The MPAA and The Two Nudities

By  · Published on October 12th, 2010

The MPAA, coming under heavy fire from the media recently that will never amount to anything or change their internal policies, has had a long-standing record of inequality in their ratings. The most graphic example has been doling out or threatening NC-17 ratings for sexuality on screen between same sex couples even if the scene is far tamer than the typical man on woman sex act.

In fact, looking back, it really is sex that has the MPAA’s knickers in a twist. Violence seems to get a pass alongside whatever Adult Situations are, but if someone is enjoying another person (or themselves) carnally, the MPAA picks up its ball and goes home.

Speaking of balls, the MPAA is now discriminating further in their fear of sex. It’s important to give parents a guideline, sure, but it’s overkill for the MPAA to point out whether the nudity in a film is male or female. Fortunately, that’s exactly what they’re doing.

There’s little more to be made of the argument from Brian Patrick Thornton over at Spangle, who did the digging and came up with the statistics that 786 movies have “been flagged for nudity since 2006” and 3 of them, all this year, have gotten the male nudity stamp of disapproval: Grown Ups, Eat Pray Love, and now Jackass 3D.

The MPAA’s response was going on the vague defense – citing that it was an overwhelming response from parents who couldn’t understand the “crude sexual content and graphic nudity” of Borat and needed something even more specific. Thus, they changed their policy. With that as the case, it seems clear that the MPAA still isn’t doing enough and should replace the banal “Male Nudity” message with “Varying sizes of floppy, dirty dicks flopping all over the screen and coming right at your face in floppy 3D.”

Let’s lobby for it immediately.

There’s nothing revolutionary going on here, especially for an organization that doesn’t understand its own job. Plus, ratings have gotten more detailed around the board. However, singling out male nudity as if it has any substantive difference from female nudity is moronic. It’s not harmful, not dangerous. Just moronic. It displays the susceptibility to stupidity, knee-jerk reactions, and rumor as fact that the MPAA has always tucked in their back pocket or waved as a victory flag.

Thornton points out the slippery slope, evoking the phrase “Rated R for male nudity, language and homosexuality,” while pointing out that it hasn’t happened yet. From my point of view, I’d rather see the MPAA print something like this. At least they’d be showing their hands instead of doing backroom deals for films like But I’m a Cheerleader which absolutely, positively don’t deserve the harsh microscope they were put under simply because the love shown on screen was between a same sex couple (or in Cheerleader’s case, because the girl’s unseen masturbation was ostensibly due to a fantasy about, gasp, another girl).* We all know the MPAA is thinking it. They might as well come out and say it so the outrage can truly begin.

This isn’t quite the nightmare scenario or slippery slope that Thornton is concerned about, but at some level, a re-evaluation of the MPAA needs to happen.
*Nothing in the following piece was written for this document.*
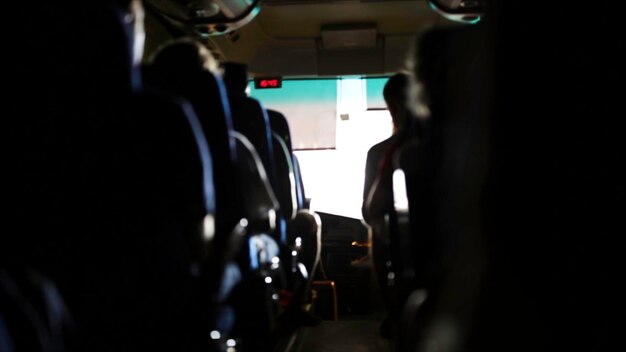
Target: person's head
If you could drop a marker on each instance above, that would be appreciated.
(236, 77)
(396, 94)
(184, 55)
Housecleaning. A senior official that has the power to should go in and audit the program and cut the fat. The organization’s job is to provide a level-headed guide to what content might not be suitable for children, but more and more it feels like they’re doing far more than that. Anything above and beyond needs to be excised like a cyst.

Oh, and if you were one of the parents who was dumb enough to take your child to Borat despite the words “Crude” “Sexual” “Graphic” and “Nudity” right there in the warning, it’s your own fault, and you should be man or woman enough to shoulder that blame instead of pointing fingers at the MPAA for using words bigger than you can understand.

I’d be more up in arms if this were something truly offensive, but at the end of the day, all it really does is help out hormonal teenagers who, in the past, would have sneaked in to see Forgetting Sarah Marshall because of the nudity only to be disappointed by 1) a shockingly un-naked Kristen Bell and 2) Jason Segal’s penis right there in all its glory. MPAA, you’re making their job to seek out which nudity they want to sneak into too easy.

And that’s the real travesty.

* To further digress down here, that means exactly what you think it means: the MPAA slapped the dreaded NC-17 on a movie for what a character was thinking about and not what the character was doing. This happened in the same year that American Pie earned an R rating for showing a dude shoving his member into a baked good and a topless female student masturbating to female pornography.